47

Прихожу после репетиции домой, а дома пир горой: Охлопков, двое военных, Борис, Луков, стол завален едой, вино — рекой, лица у всех пьяные, воротники расстегнуты, полезли целовать, обнимать, дышат в лицо перегаром, не разговаривают, а кричат, не смеются, а гогочут, наваливают мне на тарелку что попало, льют мимо рюмок, а самое противное — бессмысленные уговоры выпить, спеть, почитать стихи!

Один военный — генерал, другой — полковник, они не так распоясаны, и лицо генерала мне знакомо. К нам до сих пор приезжают военные, знакомые по фронту и мои, и Бориса и наши общие. Петь не стала, читать стихи тоже. Генерал вежливо обращается ко мне:

— Татьяна Кирилловна, а у вас жив браунинг, который наш полк вам подарил?

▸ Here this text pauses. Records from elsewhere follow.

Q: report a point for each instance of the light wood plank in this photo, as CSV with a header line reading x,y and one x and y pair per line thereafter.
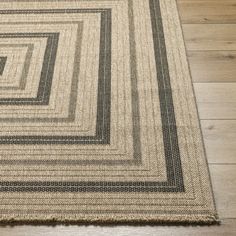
x,y
220,139
228,227
224,186
210,36
207,11
216,100
213,66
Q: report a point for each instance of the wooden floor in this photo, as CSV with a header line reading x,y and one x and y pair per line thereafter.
x,y
210,34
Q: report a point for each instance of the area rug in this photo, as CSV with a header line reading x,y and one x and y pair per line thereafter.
x,y
98,116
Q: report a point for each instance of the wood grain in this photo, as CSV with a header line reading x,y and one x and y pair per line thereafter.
x,y
220,139
210,36
213,66
211,42
224,186
207,11
216,100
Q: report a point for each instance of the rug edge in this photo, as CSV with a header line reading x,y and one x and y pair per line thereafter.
x,y
208,219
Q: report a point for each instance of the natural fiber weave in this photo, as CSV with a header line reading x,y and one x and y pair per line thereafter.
x,y
98,116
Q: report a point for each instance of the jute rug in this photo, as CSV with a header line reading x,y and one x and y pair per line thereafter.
x,y
98,116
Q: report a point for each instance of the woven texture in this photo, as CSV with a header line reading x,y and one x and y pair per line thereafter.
x,y
98,116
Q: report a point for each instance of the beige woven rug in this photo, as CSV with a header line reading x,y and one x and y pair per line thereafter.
x,y
98,117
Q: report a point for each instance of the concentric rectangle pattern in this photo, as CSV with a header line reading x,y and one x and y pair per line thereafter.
x,y
98,116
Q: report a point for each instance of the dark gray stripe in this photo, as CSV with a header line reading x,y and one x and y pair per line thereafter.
x,y
103,107
174,181
3,61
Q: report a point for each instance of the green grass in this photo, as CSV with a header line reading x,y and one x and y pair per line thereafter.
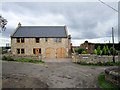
x,y
105,84
29,60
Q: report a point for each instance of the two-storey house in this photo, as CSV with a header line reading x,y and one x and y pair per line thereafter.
x,y
48,41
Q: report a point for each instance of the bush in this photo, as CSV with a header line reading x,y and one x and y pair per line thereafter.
x,y
105,84
7,58
4,58
80,50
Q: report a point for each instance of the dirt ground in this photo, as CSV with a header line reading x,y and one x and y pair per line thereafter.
x,y
49,75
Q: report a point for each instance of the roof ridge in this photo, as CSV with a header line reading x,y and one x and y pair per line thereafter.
x,y
42,26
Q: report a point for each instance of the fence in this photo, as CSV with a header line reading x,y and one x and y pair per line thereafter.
x,y
92,58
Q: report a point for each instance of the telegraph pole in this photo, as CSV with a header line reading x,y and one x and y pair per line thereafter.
x,y
113,46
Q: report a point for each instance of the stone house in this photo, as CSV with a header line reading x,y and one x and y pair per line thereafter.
x,y
48,41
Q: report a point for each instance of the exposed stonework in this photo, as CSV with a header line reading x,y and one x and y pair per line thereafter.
x,y
30,43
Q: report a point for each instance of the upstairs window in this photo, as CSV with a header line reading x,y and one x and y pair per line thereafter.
x,y
20,51
37,40
37,51
57,39
46,39
20,40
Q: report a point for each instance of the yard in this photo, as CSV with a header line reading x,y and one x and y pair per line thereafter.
x,y
49,75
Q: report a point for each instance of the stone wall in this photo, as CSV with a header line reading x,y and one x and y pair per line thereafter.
x,y
92,58
30,43
112,74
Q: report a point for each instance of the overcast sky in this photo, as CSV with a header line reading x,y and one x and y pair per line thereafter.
x,y
92,21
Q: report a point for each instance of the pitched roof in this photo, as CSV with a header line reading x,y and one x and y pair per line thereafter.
x,y
40,31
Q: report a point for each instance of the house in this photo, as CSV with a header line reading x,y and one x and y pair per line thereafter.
x,y
48,41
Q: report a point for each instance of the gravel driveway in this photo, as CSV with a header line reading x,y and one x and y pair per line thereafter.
x,y
49,75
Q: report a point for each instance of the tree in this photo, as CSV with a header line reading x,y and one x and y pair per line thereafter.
x,y
3,22
104,50
95,51
80,50
83,52
98,50
107,50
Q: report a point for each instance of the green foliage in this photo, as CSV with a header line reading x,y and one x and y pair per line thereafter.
x,y
95,51
105,84
104,50
80,50
83,52
7,58
107,50
98,50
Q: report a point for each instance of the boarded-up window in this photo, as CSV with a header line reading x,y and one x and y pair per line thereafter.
x,y
22,40
22,51
37,40
18,40
36,50
57,39
18,51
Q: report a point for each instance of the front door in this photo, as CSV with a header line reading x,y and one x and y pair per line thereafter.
x,y
37,51
60,52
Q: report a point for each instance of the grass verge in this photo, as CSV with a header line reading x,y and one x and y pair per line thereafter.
x,y
105,85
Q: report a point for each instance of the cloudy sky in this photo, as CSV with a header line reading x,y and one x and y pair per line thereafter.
x,y
92,21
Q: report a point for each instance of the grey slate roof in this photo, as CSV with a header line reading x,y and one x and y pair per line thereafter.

Четко вспомнился мой приезд с концертом в летный полк в Австрии, браунинг, но главное другое — мы приехали на этот концерт не к началу, а поздно ночью, дорога длинная, трудная, дождь, грязь, и нас разместили на ночлег с тем, что концерт состоится завтра. Вдруг приходит вот этот военный, он не был, наверное, тогда еще генералом, но был командиром полка, и просит меня сейчас, ночью, выступить с коротким импровизированным концертом, потому что несколько летчиков скоро должны вылететь на важное задание и просят, умоляют спеть им только «Ночь над Белградом», и тихо добавляет: «И может быть, не все вернутся к завтрашнему концерту». Я вскочила, оделась, загримировалась, разбудила, привела в порядок своих музыкантов, очень хороших ребят, безропотно тут же согласившихся.

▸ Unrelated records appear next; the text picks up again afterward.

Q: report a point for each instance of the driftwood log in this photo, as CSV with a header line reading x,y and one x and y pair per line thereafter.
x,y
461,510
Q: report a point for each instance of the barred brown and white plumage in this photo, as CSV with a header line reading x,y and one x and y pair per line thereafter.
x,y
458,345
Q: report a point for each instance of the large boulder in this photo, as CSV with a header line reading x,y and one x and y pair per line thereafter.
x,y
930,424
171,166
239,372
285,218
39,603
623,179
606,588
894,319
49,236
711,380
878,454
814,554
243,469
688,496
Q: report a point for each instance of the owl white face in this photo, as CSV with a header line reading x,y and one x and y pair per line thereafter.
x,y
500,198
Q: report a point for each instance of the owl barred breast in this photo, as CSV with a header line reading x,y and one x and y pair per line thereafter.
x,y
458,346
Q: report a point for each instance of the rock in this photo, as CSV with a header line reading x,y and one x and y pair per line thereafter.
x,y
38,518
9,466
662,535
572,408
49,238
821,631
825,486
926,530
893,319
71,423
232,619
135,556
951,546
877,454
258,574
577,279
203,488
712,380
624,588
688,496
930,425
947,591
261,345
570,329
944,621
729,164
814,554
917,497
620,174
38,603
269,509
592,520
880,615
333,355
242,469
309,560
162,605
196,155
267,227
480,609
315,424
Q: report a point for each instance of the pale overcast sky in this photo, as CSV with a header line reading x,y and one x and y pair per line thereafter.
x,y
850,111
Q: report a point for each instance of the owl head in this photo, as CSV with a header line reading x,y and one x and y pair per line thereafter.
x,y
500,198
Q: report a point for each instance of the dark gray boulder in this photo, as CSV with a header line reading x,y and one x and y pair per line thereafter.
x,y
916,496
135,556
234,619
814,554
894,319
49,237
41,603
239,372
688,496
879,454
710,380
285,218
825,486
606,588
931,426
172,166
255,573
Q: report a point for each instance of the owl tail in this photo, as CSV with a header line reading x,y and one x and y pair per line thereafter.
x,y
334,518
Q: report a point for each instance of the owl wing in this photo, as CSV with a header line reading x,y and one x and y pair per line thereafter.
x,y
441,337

Музыканты начали концерт с попурри всех летных мелодий, песен, а я, посмотрев в зал, чуть не расплакалась, глядя на этих юных, почти мальчиков, надевших парадные мундиры для концерта. Их было всего человек пятнадцать — крепких, ладных, красивых! Постичь, что кого-то из них на завтрашнем концерте может уже не быть, что кто-то из них не будет так лучезарно улыбаться…

Я спела дважды «Ночь», «Землянку», «Давай закурим», я спела все что знала. Таких аплодисментов благодарности мне больше уже не услышать. Ко мне подошел юный офицер, видимо их командир, поцеловал руку и поднял на меня детские, несравнимые ни с каким небом голубые глаза и тихо сказал: «Спасибо вам от всех нас, нам будет легче, неся вас в сердце, выполнить задание…»

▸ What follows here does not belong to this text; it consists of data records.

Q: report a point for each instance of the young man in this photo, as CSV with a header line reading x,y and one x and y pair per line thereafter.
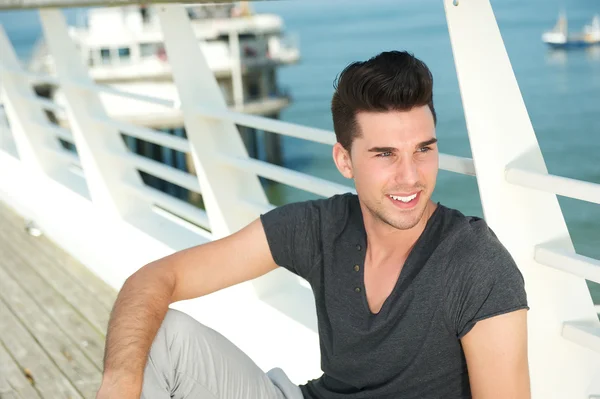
x,y
414,300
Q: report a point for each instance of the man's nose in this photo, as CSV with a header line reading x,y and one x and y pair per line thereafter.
x,y
406,174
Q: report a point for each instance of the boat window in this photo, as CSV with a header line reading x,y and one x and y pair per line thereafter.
x,y
105,55
124,53
148,49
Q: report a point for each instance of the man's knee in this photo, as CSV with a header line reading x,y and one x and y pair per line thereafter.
x,y
178,323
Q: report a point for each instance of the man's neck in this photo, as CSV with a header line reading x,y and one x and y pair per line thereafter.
x,y
385,242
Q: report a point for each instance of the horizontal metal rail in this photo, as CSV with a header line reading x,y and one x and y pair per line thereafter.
x,y
58,131
579,265
44,103
181,208
270,125
65,155
164,172
256,208
290,177
453,163
572,188
147,134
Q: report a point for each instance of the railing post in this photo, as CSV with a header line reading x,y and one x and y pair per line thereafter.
x,y
222,186
33,144
100,148
501,133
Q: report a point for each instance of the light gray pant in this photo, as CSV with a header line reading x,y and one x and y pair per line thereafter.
x,y
189,360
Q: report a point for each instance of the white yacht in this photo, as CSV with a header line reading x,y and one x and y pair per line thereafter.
x,y
123,48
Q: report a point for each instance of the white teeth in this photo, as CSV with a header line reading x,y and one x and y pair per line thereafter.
x,y
404,199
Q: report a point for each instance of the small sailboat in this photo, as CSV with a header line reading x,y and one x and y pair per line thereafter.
x,y
559,36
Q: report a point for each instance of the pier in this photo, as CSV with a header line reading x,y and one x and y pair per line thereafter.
x,y
81,211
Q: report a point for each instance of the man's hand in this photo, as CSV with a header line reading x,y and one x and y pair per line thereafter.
x,y
496,353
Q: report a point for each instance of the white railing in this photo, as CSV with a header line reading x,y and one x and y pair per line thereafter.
x,y
519,202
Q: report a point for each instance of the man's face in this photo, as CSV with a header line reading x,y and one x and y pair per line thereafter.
x,y
394,163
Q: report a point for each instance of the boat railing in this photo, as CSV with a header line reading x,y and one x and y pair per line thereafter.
x,y
518,194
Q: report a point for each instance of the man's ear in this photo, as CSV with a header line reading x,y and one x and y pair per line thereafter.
x,y
342,160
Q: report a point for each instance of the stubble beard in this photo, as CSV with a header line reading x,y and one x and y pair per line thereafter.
x,y
404,220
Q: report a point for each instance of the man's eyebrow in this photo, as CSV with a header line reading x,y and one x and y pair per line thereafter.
x,y
426,143
382,149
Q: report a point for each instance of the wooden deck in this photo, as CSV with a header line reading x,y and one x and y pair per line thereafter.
x,y
53,318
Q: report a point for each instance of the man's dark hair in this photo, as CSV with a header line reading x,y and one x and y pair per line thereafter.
x,y
393,80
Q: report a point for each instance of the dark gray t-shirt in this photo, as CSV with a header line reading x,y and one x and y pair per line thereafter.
x,y
457,274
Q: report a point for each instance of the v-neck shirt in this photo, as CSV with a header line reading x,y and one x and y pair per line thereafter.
x,y
456,274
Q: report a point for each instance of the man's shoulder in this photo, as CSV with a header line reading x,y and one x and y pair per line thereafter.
x,y
331,210
474,240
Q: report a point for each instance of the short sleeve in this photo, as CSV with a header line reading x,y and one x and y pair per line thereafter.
x,y
293,234
483,281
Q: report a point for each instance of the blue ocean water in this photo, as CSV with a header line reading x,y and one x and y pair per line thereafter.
x,y
561,89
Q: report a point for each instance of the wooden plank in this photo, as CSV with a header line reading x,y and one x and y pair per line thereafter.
x,y
13,383
95,286
28,354
65,354
57,278
82,334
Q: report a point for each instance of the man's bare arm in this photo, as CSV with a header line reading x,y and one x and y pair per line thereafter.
x,y
145,297
496,353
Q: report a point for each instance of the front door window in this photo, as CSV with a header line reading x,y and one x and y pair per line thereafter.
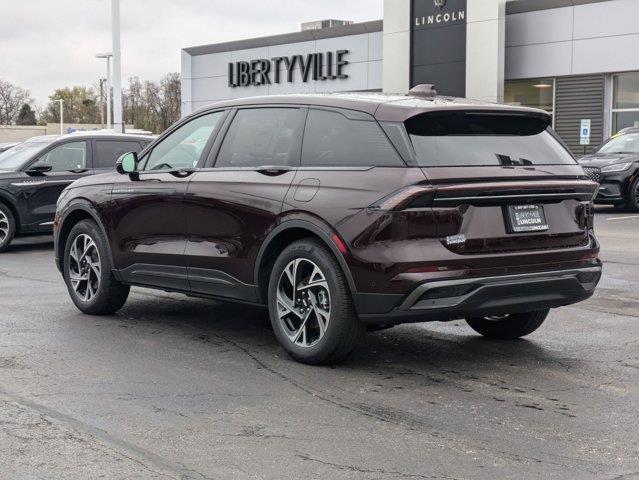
x,y
183,148
66,158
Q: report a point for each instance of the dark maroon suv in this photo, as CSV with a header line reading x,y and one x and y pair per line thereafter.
x,y
342,213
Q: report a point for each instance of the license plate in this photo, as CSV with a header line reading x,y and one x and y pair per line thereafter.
x,y
527,218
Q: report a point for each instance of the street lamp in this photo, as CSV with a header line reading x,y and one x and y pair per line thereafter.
x,y
61,116
107,56
118,124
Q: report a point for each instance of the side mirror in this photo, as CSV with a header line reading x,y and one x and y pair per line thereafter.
x,y
38,169
127,163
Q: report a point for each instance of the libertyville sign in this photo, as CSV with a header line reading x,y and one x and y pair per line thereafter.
x,y
315,66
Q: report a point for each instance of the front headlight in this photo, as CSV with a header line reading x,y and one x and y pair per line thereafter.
x,y
618,167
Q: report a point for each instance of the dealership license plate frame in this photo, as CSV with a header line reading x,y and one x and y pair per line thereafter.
x,y
516,223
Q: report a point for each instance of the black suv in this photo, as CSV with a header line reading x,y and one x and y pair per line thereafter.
x,y
34,173
615,165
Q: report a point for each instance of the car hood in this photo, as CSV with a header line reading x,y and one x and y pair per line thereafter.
x,y
603,160
100,179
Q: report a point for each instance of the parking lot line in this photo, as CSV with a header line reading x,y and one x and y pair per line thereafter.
x,y
622,218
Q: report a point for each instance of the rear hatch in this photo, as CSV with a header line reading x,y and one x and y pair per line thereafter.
x,y
503,182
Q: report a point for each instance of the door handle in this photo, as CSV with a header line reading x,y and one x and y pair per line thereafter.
x,y
274,171
183,172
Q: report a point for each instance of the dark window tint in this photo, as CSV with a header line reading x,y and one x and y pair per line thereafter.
x,y
183,147
106,152
331,139
263,136
66,157
458,139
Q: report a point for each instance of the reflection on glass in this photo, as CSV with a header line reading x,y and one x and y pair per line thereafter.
x,y
626,91
621,120
535,93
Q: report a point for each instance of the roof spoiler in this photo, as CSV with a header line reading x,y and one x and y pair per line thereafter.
x,y
425,90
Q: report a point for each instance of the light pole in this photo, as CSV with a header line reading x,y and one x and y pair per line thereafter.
x,y
61,116
118,125
108,56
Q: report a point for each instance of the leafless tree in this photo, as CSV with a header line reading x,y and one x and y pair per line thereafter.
x,y
12,99
153,106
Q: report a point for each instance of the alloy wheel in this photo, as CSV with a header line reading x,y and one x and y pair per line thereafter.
x,y
303,302
84,267
4,227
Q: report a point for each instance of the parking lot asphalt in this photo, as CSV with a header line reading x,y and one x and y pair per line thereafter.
x,y
172,387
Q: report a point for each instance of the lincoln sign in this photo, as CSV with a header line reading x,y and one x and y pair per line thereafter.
x,y
313,66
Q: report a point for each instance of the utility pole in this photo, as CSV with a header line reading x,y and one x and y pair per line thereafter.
x,y
61,116
102,82
118,124
107,56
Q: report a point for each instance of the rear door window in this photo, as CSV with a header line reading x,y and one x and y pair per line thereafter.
x,y
332,139
106,152
460,139
263,137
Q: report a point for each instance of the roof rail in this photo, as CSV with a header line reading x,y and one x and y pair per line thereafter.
x,y
425,90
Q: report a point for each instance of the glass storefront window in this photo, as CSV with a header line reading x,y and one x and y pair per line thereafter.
x,y
533,92
625,101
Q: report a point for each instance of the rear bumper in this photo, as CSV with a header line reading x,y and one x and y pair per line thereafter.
x,y
460,298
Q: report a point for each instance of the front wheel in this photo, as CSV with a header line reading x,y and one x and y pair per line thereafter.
x,y
310,305
633,196
88,273
508,327
7,227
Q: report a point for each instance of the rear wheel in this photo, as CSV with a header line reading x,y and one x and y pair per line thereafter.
x,y
508,327
633,196
7,227
310,305
88,272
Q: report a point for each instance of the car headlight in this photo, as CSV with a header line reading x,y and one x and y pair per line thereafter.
x,y
618,167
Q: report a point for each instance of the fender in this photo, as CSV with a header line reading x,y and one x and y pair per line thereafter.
x,y
85,206
323,233
10,200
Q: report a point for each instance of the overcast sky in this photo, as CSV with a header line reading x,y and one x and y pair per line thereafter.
x,y
47,44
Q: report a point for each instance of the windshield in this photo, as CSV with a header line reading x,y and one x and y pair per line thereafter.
x,y
628,143
16,157
459,139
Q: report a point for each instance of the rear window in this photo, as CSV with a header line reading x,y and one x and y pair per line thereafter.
x,y
460,139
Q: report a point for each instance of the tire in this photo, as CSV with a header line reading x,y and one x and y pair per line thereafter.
x,y
342,330
98,293
7,227
633,196
510,327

Генерал впился в меня глазами, вспомню ли я этот полк, этот браунинг.

— Скажите, генерал, а вы помните тот мой ночной концерт и молодого офицера, который от имени всех благодарил меня, с голубыми, как небо, глазами?

— Он погиб в ту ночь.

Хорошо, что никто не слышал нашего разговора. Охлопков вышел в гостиную, здесь, в столовой, пытаются что-то петь. Взволнованная, выхожу в гостиную, Охлопков стоит лицом к окну и вдруг, резко повернувшись, грубо обнимает меня, хочет поцеловать, у меня отнялся язык, я не могу вымолвить ни слова, не могу шевельнуться, с бокалом в руке появился Борис:

— Ничего, Николай Павлович… ты это ничего… ничего… я и не такое видел… ты ничего…

Я дала Борису пощечину, он покачнулся, выронил бокал.

Гнусность! Гнусность! Никогда, нигде он такое не видел!

А мой учитель Охлопков?! Никогда, ни секунды он не проявлял ко мне интереса как к женщине! Что же, напившись до такого скотского состояния, можно все?! Всем! Если бы я так смогла напиться, что же, я тоже полезла бы целоваться к кому угодно или сказать слова Бориса! Не хочу, не хочу знать, что люди могут быть такими.

К утру решилась. Уехали военные, Луков и Охлопков ночевали, еле проснулись, опохмелялись, уехали. Борис, как побитая собака, что-то лепечет, видимо, ничего не помнит, он стал часто напиваться и, напившись, приходит тихонько без звонка, открывает дверь своим ключом и вваливается в кабинет, благо кабинет рядом с входной дверью.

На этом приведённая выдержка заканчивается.